Indeed, the actual position is even worse than the one set out in the graph, which only covers central government. You have to add local government borrowing, which could bring the total public-sector financial balance to 12 per cent of GDP in 1999. No wonder Japan's debt rating has been downgraded by Moody's, the United States rating agency.
If a fiscal policy appears not to be credible, people freeze. Lenders freeze; consumers freeze; companies freeze. People know that whatever is happening will have to be reversed, and save for the coming rainy day. That is precisely the danger Japan faces now. Conventional wisdom holds that given the over-riding need to boost demand, it is right to run a larger fiscal deficit. The dreadful truth may be that this is wrong: that running a deficit which is not credible will actually have the perverse effect of cutting demand.
This will take place for several reasons. Most obviously, if the larger deficit were to push up long-term interest rates, the additional borrowing by the public sector would be likely to be offset by lower borrowing by the private sector. This has not happened yet. There has been a widening of the "Japan premium" in the financial markets - the rate at which their banks borrow from other banks above the normal inter-bank rate. That reflects foreign concern about their credit-worthiness. Concern about the government's credit-worthiness (as opposed to tthe banks') has not yet pushed up bond yields, which are ludicrously low. The levels of domestic savings are so enormous that funding the deficit is not yet a financial problem, and it may never become one.
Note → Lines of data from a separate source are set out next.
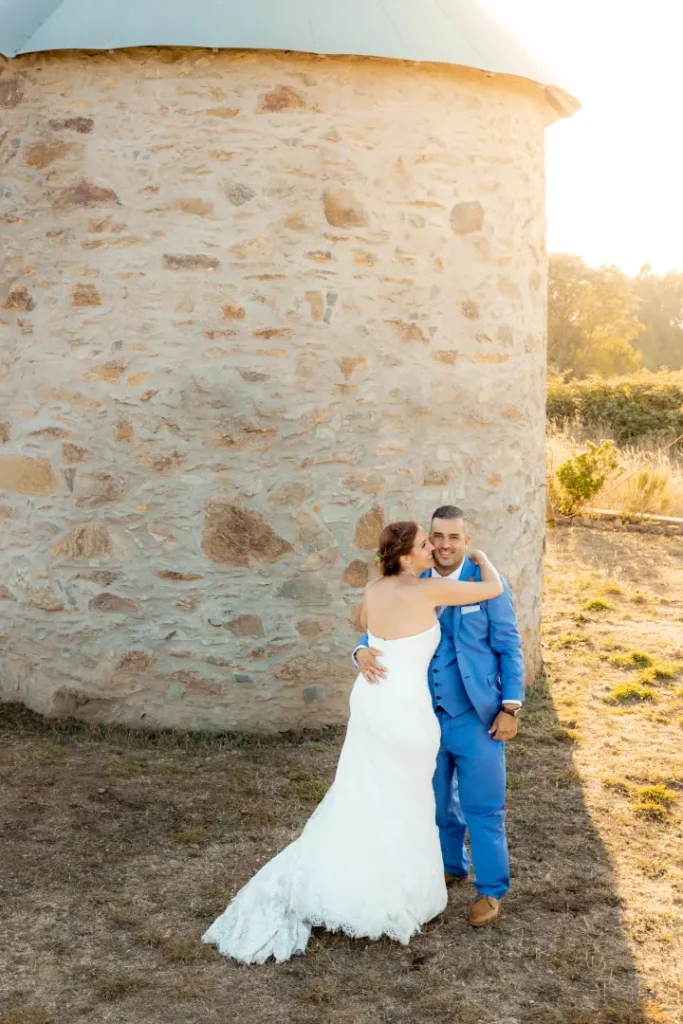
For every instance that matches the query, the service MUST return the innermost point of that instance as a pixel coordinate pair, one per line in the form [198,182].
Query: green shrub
[581,478]
[628,692]
[631,407]
[597,605]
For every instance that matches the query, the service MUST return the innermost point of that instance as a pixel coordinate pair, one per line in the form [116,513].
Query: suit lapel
[468,570]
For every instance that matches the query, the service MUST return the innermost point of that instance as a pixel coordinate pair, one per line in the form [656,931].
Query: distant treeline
[602,323]
[628,408]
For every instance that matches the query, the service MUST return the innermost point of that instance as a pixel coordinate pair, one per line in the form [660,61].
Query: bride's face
[421,555]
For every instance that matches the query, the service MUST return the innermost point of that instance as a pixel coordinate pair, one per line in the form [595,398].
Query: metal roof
[454,32]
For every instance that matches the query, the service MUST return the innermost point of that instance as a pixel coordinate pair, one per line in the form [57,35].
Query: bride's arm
[456,592]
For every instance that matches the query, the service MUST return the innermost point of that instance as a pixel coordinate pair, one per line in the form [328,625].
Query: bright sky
[614,169]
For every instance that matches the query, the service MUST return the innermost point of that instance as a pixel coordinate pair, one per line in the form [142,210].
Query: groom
[476,680]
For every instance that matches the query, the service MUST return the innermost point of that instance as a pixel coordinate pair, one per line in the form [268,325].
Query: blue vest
[445,681]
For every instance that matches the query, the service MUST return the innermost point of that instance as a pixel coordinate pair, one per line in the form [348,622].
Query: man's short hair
[447,512]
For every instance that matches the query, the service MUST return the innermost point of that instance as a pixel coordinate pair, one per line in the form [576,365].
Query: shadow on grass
[558,954]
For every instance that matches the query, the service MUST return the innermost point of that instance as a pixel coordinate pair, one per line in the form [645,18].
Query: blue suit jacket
[487,648]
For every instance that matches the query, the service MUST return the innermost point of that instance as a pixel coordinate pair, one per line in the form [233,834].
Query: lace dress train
[369,860]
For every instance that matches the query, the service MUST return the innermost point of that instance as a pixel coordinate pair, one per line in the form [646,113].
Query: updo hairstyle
[397,539]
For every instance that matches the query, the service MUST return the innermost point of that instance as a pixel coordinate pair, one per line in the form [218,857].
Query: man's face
[450,538]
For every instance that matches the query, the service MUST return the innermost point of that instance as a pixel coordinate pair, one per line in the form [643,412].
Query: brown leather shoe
[456,880]
[484,910]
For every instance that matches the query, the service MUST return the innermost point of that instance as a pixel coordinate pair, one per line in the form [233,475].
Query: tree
[660,310]
[592,320]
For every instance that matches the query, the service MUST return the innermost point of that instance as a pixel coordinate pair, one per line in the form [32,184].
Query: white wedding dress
[369,861]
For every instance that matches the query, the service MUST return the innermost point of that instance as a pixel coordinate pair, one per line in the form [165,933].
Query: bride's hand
[477,556]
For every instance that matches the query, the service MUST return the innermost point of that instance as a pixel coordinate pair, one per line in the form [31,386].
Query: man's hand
[504,727]
[372,669]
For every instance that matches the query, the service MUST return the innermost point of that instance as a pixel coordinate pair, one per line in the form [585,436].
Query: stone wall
[254,306]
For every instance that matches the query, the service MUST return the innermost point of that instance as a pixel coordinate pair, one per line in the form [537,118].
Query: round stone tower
[256,303]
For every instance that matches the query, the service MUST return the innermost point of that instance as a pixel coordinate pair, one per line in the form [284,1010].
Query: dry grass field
[118,849]
[649,477]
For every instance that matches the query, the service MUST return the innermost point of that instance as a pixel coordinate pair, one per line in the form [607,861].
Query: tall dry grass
[648,480]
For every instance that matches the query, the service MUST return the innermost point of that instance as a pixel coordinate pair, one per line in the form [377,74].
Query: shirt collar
[452,576]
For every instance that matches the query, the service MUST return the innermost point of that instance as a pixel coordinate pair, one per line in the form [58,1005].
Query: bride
[369,861]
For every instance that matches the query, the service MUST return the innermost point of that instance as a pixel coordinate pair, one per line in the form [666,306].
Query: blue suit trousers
[469,786]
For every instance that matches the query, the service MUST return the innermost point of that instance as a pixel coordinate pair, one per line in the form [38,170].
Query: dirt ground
[117,849]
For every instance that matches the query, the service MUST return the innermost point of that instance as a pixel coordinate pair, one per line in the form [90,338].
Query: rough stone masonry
[254,306]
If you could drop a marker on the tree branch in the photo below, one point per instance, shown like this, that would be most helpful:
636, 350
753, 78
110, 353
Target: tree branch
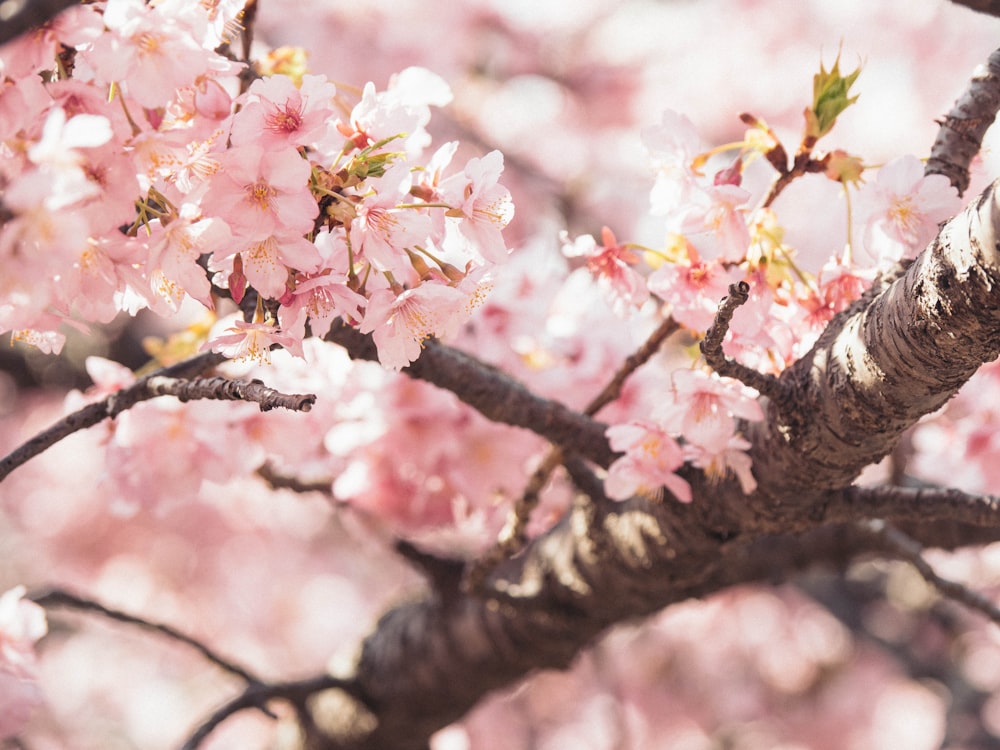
167, 381
906, 548
960, 136
63, 599
878, 368
899, 354
711, 347
493, 393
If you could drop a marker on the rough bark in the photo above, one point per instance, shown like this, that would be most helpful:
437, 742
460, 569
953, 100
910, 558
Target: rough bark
895, 356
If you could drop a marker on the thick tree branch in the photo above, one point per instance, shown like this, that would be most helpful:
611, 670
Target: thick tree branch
877, 369
962, 130
881, 365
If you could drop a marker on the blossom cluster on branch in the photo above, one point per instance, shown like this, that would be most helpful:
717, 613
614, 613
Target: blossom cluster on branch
149, 166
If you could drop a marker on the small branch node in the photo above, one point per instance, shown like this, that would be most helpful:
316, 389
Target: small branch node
711, 347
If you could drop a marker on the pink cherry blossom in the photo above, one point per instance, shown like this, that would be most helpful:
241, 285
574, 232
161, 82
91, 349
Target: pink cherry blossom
268, 260
693, 289
903, 210
278, 114
401, 111
245, 342
723, 459
401, 322
705, 407
174, 250
260, 192
672, 144
651, 458
484, 206
611, 265
382, 231
22, 623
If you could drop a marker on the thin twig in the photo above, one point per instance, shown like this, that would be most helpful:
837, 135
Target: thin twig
258, 694
64, 599
908, 549
711, 347
912, 504
223, 389
165, 381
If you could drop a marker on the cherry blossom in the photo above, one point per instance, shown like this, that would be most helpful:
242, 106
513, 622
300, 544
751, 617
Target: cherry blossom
261, 192
484, 204
149, 51
244, 341
692, 287
400, 322
904, 209
651, 458
611, 265
278, 113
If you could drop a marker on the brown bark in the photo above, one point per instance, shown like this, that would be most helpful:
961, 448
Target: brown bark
896, 355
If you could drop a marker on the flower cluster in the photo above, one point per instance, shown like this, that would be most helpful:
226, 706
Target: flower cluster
290, 197
716, 235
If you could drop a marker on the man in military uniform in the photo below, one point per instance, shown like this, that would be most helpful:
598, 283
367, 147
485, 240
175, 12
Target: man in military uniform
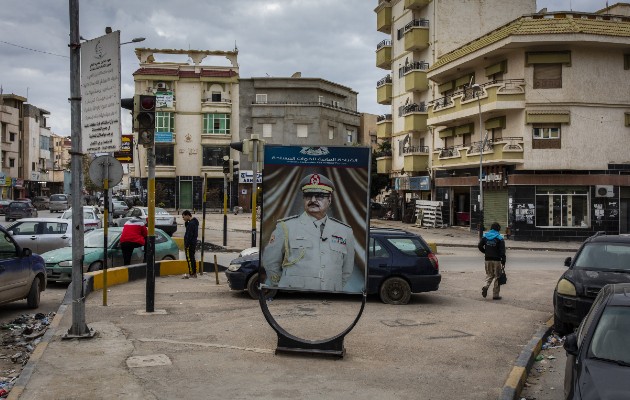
311, 251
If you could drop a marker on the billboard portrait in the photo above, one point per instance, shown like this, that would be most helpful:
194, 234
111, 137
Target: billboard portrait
314, 226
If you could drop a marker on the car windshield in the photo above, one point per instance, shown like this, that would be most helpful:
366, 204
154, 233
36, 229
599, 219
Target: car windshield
611, 340
95, 238
409, 246
604, 256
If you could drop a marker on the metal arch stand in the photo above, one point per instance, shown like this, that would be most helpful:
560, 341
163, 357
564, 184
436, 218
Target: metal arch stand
288, 343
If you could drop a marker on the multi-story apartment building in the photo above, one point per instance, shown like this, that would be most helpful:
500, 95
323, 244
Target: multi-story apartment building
551, 95
196, 121
418, 33
297, 111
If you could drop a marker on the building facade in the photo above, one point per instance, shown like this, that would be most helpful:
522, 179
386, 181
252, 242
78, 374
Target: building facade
418, 33
544, 120
196, 120
296, 111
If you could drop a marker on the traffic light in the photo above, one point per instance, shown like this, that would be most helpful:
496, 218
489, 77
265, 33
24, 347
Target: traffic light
232, 165
144, 120
226, 164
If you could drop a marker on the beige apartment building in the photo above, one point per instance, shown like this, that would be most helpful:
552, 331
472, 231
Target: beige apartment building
539, 107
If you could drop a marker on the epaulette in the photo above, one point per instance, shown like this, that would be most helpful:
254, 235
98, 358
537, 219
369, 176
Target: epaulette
288, 218
339, 222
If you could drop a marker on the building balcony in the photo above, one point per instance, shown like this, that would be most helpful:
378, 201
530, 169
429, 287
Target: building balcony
384, 19
384, 54
416, 35
384, 91
384, 164
416, 158
495, 95
416, 4
415, 116
416, 77
504, 151
384, 126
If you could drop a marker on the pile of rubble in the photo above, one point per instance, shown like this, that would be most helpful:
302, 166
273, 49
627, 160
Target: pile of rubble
18, 339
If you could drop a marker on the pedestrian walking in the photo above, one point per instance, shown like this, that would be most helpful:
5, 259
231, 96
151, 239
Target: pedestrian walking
492, 245
134, 235
190, 242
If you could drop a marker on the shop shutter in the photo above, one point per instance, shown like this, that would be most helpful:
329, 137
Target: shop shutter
495, 208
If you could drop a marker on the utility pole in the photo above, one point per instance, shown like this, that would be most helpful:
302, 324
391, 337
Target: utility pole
79, 328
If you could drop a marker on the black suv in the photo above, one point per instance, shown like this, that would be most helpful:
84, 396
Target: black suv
399, 263
600, 260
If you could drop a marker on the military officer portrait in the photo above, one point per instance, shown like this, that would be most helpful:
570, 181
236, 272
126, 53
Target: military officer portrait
310, 251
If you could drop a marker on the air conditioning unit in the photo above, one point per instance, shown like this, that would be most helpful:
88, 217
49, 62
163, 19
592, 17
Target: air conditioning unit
604, 191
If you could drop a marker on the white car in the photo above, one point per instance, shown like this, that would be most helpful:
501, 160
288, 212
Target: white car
91, 217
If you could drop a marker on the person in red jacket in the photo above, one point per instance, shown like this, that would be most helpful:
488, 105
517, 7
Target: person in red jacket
133, 236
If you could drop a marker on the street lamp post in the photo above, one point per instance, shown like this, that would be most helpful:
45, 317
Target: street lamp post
482, 145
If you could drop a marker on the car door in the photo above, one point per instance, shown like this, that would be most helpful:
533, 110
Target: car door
379, 263
25, 233
53, 236
14, 270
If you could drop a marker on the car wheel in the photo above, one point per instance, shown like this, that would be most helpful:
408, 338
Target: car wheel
254, 292
33, 295
395, 291
95, 266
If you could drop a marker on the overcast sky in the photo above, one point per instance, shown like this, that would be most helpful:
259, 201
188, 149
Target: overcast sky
330, 39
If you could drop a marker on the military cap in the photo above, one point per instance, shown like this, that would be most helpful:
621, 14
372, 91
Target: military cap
315, 183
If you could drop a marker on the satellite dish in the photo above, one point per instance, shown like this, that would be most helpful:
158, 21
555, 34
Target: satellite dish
105, 167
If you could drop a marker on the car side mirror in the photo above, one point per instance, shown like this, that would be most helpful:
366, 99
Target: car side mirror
570, 344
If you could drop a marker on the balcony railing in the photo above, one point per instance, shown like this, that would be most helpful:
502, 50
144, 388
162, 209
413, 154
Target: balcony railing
384, 117
410, 108
416, 23
383, 43
415, 149
384, 81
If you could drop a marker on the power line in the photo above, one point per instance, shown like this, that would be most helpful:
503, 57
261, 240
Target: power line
39, 51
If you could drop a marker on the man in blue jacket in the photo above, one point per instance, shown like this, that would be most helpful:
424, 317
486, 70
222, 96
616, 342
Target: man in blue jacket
190, 242
493, 246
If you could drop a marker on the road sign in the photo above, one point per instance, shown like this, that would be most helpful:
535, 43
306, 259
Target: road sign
125, 155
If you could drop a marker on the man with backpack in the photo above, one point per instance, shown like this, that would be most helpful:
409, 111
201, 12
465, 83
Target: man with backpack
493, 246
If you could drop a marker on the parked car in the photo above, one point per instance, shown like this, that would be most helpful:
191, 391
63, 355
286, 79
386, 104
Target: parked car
59, 262
598, 355
3, 205
58, 202
22, 273
20, 209
41, 234
163, 220
600, 260
400, 263
41, 202
91, 217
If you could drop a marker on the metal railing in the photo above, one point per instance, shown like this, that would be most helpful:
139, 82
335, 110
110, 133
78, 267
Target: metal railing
386, 80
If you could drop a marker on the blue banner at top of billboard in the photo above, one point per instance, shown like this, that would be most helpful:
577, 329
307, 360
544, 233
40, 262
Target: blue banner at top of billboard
331, 156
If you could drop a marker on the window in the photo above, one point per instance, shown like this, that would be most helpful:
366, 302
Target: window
164, 122
547, 76
216, 124
302, 130
267, 128
562, 207
213, 155
164, 154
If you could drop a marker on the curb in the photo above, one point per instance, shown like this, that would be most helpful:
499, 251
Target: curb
516, 379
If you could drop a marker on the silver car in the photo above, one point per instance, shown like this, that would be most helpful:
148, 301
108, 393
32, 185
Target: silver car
41, 234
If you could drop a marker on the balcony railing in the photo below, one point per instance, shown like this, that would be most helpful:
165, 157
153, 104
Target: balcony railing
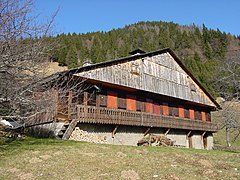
101, 115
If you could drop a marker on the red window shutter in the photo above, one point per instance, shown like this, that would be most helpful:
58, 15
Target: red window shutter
103, 100
208, 116
191, 114
181, 112
131, 102
112, 99
203, 116
156, 108
122, 103
165, 109
149, 105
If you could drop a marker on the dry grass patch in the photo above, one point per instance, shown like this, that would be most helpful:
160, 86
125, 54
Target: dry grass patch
56, 159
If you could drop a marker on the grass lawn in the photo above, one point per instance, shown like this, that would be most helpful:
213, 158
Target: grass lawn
57, 159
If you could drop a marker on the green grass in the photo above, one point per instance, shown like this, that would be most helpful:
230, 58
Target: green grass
57, 159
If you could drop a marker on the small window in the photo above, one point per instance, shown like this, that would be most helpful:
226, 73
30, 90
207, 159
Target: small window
175, 112
103, 100
139, 105
122, 102
208, 116
186, 113
92, 99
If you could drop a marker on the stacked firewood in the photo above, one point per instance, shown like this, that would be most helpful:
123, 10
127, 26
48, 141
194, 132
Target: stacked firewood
155, 140
80, 135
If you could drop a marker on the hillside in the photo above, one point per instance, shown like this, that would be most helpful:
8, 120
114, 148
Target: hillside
201, 49
58, 159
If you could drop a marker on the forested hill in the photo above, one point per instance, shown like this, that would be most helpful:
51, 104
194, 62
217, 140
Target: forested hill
201, 49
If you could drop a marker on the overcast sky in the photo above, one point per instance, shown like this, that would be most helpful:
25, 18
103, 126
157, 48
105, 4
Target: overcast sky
82, 16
But there is a difference between a financial problem and a psychological one. If Japanese people feel the government is being irresponsible by borrowing so much, they may themselves simply save more - and thereby offset any fiscal boost the additional spending might generate.
In short, the Keynsian pump-priming being urged on Japan may not work. Worse, it may actually have the perverse effect of cutting demand because of its impact on confidence. Everyone knows that a lot of Japanese public investment is of poor quality. If a country borrows for stupid projects people realise that sooner or later they will have to foot the bill.
So what is to be done? The answer is to deregulate and to cut personal taxation: to do what the US and Britain have done to convince ordinary people that it is reasonable that if they work hard they should enjoy the fruits of that work. It is a novel idea in Japan. But expect to hear much more of it in the months to come. Meanwhile, outsiders should resist urging the Japanese government to borrow more money: they will not have to pay back the debts.